Fast-forward 21 years and those feelings of fear have given way to a comfort and confidence that earned the native of Burnaby, B.C., an assignment as a linesman at the 2017 IIHF World Junior Championship.
“I felt quite a few emotions working my first game in Montreal [Czech Republic vs. Finland]: definitely excitement and some nerves, and at the same time just blessed to be a small part of it.”
Three years ago Vanoosten was in Dumfries, Great Britain, calling lines at another World Juniors: Division I, Group B, where six teams – France, Great Britain, Italy, Japan, Kazakhstan and Ukraine – were fighting for promotion to Division I, Group A, still one stop short of the top level.
The Dumfries Ice Bowl is a small venue, but it provided a good training ground for what Vanoosten could expect at the Bell Centre and Air Canada Centre down the line.
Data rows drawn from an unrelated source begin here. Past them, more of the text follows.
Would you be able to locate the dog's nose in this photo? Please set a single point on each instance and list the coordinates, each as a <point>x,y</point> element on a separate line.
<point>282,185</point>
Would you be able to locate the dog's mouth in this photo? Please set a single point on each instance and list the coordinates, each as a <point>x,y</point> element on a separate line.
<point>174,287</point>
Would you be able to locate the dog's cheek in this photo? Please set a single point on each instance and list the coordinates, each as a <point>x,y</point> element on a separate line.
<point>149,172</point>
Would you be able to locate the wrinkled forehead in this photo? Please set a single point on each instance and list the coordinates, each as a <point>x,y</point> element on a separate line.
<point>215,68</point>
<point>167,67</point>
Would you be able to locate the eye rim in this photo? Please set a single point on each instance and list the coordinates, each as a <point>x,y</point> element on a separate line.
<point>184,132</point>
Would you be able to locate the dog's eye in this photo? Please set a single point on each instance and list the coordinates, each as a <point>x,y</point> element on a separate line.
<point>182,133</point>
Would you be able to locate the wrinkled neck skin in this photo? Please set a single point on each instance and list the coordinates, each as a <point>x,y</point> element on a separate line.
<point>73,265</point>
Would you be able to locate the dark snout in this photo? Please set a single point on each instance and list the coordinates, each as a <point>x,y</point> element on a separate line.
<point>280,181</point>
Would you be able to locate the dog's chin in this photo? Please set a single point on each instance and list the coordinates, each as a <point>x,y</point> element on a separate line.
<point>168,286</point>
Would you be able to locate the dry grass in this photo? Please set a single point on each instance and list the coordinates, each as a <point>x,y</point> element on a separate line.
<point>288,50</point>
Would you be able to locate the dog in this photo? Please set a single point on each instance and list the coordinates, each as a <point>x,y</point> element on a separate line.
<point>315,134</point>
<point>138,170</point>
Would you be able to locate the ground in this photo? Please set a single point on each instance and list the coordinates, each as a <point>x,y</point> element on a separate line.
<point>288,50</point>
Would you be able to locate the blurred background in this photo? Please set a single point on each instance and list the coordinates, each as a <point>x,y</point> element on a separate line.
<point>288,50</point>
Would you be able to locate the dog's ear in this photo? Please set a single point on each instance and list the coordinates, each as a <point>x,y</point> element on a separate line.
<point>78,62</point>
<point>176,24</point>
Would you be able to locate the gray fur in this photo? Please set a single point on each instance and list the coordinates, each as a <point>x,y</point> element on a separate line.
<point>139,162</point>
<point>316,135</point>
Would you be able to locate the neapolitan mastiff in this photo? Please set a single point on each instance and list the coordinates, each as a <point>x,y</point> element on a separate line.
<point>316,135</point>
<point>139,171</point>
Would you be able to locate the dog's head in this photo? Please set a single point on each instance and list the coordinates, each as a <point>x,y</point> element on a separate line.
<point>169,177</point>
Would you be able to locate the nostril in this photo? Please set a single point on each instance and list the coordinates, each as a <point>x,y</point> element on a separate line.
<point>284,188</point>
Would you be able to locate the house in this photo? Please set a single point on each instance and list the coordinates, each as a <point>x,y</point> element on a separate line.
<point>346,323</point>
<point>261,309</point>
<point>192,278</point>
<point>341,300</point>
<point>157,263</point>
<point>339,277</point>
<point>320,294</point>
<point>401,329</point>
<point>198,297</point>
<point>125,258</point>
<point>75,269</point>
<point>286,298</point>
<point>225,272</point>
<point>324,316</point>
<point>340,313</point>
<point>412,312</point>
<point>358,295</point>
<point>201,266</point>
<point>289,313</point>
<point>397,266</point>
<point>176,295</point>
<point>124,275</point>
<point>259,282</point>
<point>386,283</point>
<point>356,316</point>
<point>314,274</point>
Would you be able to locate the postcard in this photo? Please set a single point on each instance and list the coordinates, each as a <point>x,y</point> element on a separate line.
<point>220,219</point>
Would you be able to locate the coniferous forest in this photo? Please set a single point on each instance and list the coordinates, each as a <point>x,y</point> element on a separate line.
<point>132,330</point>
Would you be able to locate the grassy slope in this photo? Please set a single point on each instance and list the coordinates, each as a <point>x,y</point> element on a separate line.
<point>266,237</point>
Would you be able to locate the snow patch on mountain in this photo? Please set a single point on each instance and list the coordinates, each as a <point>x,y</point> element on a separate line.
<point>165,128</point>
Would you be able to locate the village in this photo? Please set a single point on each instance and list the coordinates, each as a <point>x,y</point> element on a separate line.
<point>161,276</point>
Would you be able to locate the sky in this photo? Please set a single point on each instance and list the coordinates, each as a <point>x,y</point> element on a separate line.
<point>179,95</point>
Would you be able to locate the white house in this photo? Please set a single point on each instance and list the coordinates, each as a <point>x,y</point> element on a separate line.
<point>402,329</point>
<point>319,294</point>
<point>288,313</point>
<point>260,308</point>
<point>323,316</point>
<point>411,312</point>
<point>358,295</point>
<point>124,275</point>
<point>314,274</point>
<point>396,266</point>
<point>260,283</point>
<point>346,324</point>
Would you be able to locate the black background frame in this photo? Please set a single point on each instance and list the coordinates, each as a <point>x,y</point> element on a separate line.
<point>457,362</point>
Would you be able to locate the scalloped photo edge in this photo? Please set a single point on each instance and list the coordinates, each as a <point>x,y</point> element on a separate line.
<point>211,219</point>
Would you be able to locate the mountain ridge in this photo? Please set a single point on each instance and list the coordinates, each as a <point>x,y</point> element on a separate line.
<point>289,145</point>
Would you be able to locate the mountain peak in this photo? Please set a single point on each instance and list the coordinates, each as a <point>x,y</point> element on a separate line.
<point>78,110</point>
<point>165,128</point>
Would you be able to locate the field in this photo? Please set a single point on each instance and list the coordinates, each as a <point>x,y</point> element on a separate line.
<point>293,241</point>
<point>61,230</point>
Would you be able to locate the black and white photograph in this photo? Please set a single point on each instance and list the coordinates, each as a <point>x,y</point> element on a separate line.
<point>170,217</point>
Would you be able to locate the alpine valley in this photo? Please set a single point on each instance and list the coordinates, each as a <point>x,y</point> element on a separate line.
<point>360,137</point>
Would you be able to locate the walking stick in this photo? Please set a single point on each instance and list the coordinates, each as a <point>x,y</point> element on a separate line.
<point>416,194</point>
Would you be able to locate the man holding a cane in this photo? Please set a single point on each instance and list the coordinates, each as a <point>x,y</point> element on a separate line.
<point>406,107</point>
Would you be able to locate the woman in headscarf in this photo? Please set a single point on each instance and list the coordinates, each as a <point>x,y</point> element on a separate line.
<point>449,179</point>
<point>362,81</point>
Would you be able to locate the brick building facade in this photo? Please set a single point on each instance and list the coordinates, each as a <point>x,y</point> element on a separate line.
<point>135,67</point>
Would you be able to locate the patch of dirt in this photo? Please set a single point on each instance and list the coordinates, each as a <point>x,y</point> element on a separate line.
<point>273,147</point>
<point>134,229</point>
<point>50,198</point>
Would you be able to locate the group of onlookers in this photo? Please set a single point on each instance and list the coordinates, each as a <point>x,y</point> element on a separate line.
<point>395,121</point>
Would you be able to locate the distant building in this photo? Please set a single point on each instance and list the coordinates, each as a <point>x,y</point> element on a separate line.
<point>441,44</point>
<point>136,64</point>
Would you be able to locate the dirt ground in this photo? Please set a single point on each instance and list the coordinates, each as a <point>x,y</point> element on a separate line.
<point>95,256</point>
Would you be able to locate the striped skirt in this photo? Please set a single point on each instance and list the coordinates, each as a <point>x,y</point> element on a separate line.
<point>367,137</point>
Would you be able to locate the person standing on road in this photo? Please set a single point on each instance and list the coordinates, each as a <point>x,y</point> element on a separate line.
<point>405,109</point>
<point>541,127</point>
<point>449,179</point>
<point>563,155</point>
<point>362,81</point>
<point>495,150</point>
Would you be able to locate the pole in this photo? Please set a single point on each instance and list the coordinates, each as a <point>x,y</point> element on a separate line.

For one thing, the need to block out the drumming and chanting of passionate travelling fan bases.
“You don’t get caught up in it,” says Vanoosten, “but you can’t help but notice it. It’s a pretty cool feeling.”
And for another, the sheer passion and pride everyone brings to the ice.
“The intensity’s always there in these tournaments, whether it’s Division I, Group B, or the world junior championship,” he says. “The players are trying their best, especially when they are representing their country, and we are expected to do the same night in and night out.”
The officials assigned to Montreal and Toronto come from 12 different countries – more than the number competing teams – and just like the players, they need to come together as one unit as quickly as possible.
“We all come from different walks of life and hockey brings us together,” says Vanoosten. “The hockey bond is strong. Everything from pre-game meals to fun events on off-days helps bring this group even closer. So when we step on the ice we know we have the support of our teammates and the supervisory staff.”
Vanoosten is one of only two Canadian officials selected to the event. The other is referee Darcy Burchell. The two worked together during Vanoosten’s first national event, the 2007 World Junior A Challenge.
Since then Vanoosten has called lines at the 2010 World Junior A Challenge, as well as the 2009 RBC Cup, 2013 and 2016 Memorial Cup, 2015 World University Games, 2016 IIHF Ice Hockey U18 World Championship and 2016 Canada-Russia Series.
All helped prepare him for his biggest assignment yet.
“Just knowing the tournament format and knowing that you don’t have a lot of time so you have to bring your A game,” he says. “You just have to bring 110 per cent every game. As cliché as that sounds, it’s true.”
Now in his 11th season officiating in the Western Hockey League, Vanoosten averages about six games a month. Living in Vancouver, his full-time job is in construction, working 6 a.m. to 2 p.m.
The highlight of every top tournament he’s worked has always been the camaraderie with his fellow officials from other provinces and other countries. Relationships also develop through a WHL season, and those often provide more meaning than anything that happens during a game.
“It’s a pretty neat thing to have a kid come up in the pre-game warm-up and ask you how your day was,” he says. “They’re 16 or 20 years old; I’m a 33-year-old guy and there’s not a whole lot in common, but we do have this game. You come to the rink and see a defenceman you know, say ‘How you doing, how was your holiday, how’s your road trip going?’ and they’re willing to talk. It’s one of the most rewarding things.”
Vanoosten will have plenty of stories to share once he returns to the WHL in early January. For now he’s enjoying being part of an event that he grew up watching with his parents.
“It was a special time telling my dad and my mom that I’d been assigned this tournament,” he says. Neither was able to make the trip east, but no one seems to mind. “My dad said, ‘I think I’d rather watch it on TV.’ That’s our tradition.”
Besides, with any luck there may be a chance to see him again in two years a little closer to home.
The 2019 World Juniors will be played in Vancouver and Victoria. When the event was last in B.C., in 2006, Vanoosten called lines during a pre-competition game between Switzerland and Sweden.
He’d love nothing more than to be involved again.
“At the very least I will take it in, but it would be unbelievable to work it.”